Host execution (permission-based guards only)

  • Neovate — Host execution with approval gates and banned command lists
  • Crush — Host execution with TUI permission prompts
  • Qwen Code — Host execution with classification
  • Pochi — Host execution with foreground/background separation
  • Kimi CLI — Host execution with protocol-aware handling
  • Pi Mono — Host execution with no built-in guards. The README explicitly states: "No permission popups. Run in a container, or build your own confirmation flow with extensions."

Loop detection as a safety mechanism

Infinite loops aren't just annoying — they can burn through API credits, fill disks with logs, or repeatedly execute destructive commands. Only three agents have explicit loop detection; the rest (including Pi Mono, Claude Code, and Mux) rely on the model to notice repetition or on max-iteration caps.

AgentMethodThresholdAction
Crush SHA-256(tool_name + input + output) over last 10 steps >5 repeats in 10-step window Halt agent as stuck
DeerFlow Hash with 200-line bucketing for read_file, full arg hash for write/str_replace 3 warns, 5 hard stop Warn at 3, strip tool_calls at 5 (forces text output)
Hermes Trajectory tracking + summary convergence detection Diminishing new information RL training signal; proxy for being stuck
💡

Why Crush's approach is the most robust

Crushing calling the same tool with different arguments gets a different hash. Calling it with the same arguments but getting different output (e.g., flaky command) also gets a different hash. Only genuine repetition triggers the halt. This avoids false positives from legitimate iterative workflows like "read file, edit, read again to verify."

Security verdicts

🏆 Best shell security: Claude Code

Tree-sitter AST parsing, 23-point Zsh attack catalog, O(1) Set lookups, and explicit "defense in depth against future changes" comments. This is security engineering that anticipates attack vectors that don't exist yet.

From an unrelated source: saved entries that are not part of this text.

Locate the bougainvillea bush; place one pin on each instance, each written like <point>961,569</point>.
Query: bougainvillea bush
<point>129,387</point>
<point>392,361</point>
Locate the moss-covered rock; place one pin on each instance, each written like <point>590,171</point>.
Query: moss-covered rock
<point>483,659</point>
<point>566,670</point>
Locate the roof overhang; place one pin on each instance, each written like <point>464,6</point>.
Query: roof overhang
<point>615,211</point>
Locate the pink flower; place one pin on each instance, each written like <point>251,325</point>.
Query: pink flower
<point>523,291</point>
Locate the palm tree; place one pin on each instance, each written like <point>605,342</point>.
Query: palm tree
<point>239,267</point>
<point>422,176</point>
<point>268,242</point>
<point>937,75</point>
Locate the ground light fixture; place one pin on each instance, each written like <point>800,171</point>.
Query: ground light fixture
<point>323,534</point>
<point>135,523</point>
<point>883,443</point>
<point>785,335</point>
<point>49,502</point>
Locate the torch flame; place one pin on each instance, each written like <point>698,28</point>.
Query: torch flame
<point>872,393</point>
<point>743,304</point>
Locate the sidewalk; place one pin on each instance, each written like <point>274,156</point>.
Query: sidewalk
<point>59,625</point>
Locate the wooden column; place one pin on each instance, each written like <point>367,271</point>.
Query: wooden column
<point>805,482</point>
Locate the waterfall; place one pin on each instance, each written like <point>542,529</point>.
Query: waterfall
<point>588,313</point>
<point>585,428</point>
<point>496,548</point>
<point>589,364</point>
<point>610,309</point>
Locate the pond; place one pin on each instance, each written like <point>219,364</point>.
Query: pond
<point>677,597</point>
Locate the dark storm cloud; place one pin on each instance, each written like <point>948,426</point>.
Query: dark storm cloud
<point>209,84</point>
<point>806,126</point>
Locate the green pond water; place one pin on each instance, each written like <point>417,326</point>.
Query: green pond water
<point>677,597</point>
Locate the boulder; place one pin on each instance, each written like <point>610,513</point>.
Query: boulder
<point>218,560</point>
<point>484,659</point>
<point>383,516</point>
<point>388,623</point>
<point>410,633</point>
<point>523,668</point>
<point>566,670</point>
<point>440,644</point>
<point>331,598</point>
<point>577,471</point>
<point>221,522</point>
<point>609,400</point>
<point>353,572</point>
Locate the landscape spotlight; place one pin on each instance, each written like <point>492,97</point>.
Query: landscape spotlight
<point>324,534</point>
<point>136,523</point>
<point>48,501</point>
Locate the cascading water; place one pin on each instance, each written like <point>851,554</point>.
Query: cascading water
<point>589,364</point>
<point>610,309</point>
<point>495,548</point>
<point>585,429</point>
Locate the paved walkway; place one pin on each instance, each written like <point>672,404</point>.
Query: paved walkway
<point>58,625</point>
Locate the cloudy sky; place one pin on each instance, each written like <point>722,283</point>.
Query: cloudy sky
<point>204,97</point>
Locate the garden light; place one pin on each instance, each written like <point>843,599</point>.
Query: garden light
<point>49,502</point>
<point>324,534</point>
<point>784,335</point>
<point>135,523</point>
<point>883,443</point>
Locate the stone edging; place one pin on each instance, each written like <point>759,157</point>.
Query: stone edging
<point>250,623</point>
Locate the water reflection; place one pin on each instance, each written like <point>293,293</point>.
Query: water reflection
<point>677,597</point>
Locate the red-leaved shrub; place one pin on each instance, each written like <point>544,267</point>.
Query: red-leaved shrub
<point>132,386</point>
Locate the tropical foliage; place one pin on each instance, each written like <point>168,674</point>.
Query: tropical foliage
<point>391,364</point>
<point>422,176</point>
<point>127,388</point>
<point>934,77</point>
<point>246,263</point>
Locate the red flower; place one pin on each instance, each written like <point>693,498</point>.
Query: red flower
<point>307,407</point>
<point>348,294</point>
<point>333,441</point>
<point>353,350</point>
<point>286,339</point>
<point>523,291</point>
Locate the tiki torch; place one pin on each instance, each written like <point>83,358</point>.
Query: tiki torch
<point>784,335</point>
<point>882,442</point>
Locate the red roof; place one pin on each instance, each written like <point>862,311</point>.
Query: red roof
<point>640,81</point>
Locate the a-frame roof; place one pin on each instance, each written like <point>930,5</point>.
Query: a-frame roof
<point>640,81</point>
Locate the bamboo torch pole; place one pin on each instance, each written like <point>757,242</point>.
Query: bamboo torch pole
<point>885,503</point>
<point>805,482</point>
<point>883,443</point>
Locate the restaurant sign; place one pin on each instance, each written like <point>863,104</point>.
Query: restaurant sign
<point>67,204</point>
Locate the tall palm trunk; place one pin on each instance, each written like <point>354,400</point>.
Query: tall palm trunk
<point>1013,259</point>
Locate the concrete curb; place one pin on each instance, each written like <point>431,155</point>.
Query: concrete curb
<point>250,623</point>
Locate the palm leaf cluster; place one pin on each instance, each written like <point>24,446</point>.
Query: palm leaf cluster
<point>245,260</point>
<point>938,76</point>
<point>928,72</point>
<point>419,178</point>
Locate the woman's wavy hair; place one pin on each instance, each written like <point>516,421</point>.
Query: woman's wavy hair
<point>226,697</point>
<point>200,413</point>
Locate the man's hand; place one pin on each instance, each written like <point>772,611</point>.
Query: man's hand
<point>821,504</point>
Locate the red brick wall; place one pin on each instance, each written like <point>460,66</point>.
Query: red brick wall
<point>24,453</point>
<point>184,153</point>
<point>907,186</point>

🏆 Best pre-execution safety: Neovate Code

22-item banned list, quote-aware pipeline parser, high-risk pattern detection per pipeline segment. The most opinionated bash safety in this set — stops dangerous commands before they ever run.

🏆 Best supply-chain security: Hermes

SHA-256 binary verification + cosign provenance attestation. This is the only agent that verifies the execution binary's authenticity and integrity before running.

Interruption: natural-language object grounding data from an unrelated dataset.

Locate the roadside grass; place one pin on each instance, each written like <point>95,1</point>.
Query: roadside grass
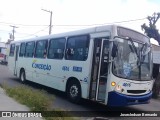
<point>37,100</point>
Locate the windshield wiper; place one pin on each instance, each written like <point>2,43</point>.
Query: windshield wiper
<point>135,50</point>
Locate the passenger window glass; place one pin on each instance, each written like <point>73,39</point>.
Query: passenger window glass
<point>22,50</point>
<point>41,49</point>
<point>77,48</point>
<point>56,48</point>
<point>29,49</point>
<point>12,48</point>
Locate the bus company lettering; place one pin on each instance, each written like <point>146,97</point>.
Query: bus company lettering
<point>41,66</point>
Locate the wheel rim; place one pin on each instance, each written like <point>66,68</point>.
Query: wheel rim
<point>74,91</point>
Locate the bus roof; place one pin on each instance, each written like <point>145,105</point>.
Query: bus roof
<point>76,32</point>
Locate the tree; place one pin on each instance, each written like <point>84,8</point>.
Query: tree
<point>151,30</point>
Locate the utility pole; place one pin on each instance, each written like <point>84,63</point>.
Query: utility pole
<point>13,31</point>
<point>50,22</point>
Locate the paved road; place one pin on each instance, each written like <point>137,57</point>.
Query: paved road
<point>61,101</point>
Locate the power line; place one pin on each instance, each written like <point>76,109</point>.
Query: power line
<point>34,34</point>
<point>29,25</point>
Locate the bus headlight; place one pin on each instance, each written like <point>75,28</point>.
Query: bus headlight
<point>113,83</point>
<point>118,88</point>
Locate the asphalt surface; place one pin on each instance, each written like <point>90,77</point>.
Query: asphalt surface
<point>86,107</point>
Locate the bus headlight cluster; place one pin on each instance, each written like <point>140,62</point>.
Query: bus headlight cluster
<point>119,88</point>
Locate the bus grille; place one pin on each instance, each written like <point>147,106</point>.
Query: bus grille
<point>136,91</point>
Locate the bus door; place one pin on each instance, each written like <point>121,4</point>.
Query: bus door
<point>99,70</point>
<point>16,60</point>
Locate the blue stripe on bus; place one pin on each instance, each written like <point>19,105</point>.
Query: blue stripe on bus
<point>117,99</point>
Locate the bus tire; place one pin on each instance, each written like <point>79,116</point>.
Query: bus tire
<point>22,76</point>
<point>74,92</point>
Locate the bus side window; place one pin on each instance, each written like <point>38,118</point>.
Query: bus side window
<point>41,49</point>
<point>56,48</point>
<point>77,48</point>
<point>22,50</point>
<point>29,50</point>
<point>12,48</point>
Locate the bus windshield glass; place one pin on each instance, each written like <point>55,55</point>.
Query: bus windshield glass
<point>129,62</point>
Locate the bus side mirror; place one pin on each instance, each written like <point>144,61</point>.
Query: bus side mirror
<point>145,49</point>
<point>114,50</point>
<point>70,51</point>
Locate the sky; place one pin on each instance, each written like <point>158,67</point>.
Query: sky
<point>68,15</point>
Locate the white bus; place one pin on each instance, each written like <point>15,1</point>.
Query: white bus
<point>108,64</point>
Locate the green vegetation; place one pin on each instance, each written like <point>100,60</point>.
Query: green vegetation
<point>37,100</point>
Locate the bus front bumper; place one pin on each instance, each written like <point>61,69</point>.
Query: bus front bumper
<point>117,99</point>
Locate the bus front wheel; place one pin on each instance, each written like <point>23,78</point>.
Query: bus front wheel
<point>22,76</point>
<point>74,92</point>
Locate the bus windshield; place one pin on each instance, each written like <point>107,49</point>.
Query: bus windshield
<point>129,62</point>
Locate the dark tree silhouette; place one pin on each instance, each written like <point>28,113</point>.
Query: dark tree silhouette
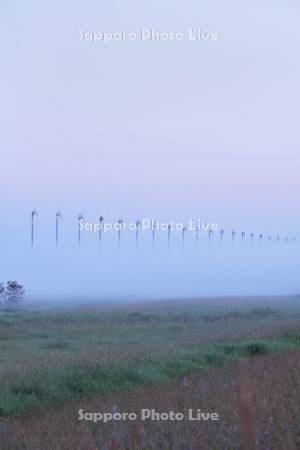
<point>13,293</point>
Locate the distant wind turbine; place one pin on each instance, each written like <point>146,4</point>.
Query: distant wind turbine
<point>33,215</point>
<point>80,221</point>
<point>243,236</point>
<point>154,225</point>
<point>183,235</point>
<point>233,236</point>
<point>120,223</point>
<point>222,234</point>
<point>58,217</point>
<point>137,229</point>
<point>101,219</point>
<point>169,235</point>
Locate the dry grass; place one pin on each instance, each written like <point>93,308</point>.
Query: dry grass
<point>258,404</point>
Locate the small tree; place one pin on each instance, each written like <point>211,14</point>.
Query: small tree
<point>2,293</point>
<point>13,293</point>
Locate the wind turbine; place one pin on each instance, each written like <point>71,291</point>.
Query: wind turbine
<point>154,225</point>
<point>137,228</point>
<point>222,234</point>
<point>183,235</point>
<point>169,235</point>
<point>120,223</point>
<point>80,221</point>
<point>197,234</point>
<point>33,215</point>
<point>58,217</point>
<point>101,219</point>
<point>243,236</point>
<point>233,236</point>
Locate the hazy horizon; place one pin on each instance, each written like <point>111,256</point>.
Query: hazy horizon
<point>168,130</point>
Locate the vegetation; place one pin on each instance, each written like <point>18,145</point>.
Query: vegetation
<point>52,359</point>
<point>11,294</point>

🏆 Best execution isolation: OpenHands

Docker container per session is the strongest isolation model in this set. The agent runs inside a container, not on your host machine. Files sync back, but processes can't escape.

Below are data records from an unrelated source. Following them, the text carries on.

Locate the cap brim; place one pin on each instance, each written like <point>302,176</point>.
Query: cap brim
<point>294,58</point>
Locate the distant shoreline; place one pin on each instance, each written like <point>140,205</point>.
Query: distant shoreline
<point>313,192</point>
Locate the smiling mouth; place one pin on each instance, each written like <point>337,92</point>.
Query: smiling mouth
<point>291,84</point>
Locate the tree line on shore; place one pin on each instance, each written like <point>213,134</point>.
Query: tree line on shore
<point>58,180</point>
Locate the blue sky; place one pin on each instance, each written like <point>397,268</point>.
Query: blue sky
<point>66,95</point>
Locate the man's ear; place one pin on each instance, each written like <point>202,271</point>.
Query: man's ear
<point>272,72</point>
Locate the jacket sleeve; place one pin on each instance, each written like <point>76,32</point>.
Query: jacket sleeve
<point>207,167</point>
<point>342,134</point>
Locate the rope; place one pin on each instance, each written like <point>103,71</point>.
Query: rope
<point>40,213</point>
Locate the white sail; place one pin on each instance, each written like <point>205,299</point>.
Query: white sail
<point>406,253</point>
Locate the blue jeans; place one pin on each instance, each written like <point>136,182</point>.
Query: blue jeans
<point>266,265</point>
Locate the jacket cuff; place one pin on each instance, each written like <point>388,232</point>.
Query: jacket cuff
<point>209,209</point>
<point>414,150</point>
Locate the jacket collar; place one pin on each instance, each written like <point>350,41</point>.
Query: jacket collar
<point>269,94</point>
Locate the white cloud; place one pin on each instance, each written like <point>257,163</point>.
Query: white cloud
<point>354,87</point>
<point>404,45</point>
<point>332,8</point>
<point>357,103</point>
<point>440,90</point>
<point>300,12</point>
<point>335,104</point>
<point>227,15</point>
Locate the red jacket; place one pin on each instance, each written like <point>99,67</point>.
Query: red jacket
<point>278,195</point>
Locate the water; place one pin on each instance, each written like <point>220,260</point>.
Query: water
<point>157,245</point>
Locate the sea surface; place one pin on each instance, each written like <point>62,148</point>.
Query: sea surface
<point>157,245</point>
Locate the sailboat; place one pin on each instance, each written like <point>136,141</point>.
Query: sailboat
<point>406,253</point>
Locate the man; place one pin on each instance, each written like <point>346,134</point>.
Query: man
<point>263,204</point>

🏆 Best prompt injection defense: Hermes

Two-layer scanning (context files + memory) with 6+ pattern categories. The memory layer is critical: it prevents cross-session injection propagation.

🏆 Best loop detection: Crush

SHA-256 signature hashing over tool_name + input + output with a 10-step sliding window. No false positives from legitimate iterative workflows.

What most agents are missing

Several security patterns appear in only one or two agents despite being broadly applicable:

Bottom line

The hallmark of a production-ready coding agent is not its prompt engineering, but its deterministic security scaffold. Claude Code and OpenHands represent the bleeding edge of different philosophies: Claude builds walls around the host machine, OpenHands isolates in containers.

Meanwhile, several agents (Pochi, Kimi CLI, Mux) rely primarily on trust and approval workflows rather than active defense mechanisms. This isn't necessarily wrong — for trusted environments, minimal friction is a feature — but it matters enormously when deploying agents on production infrastructure.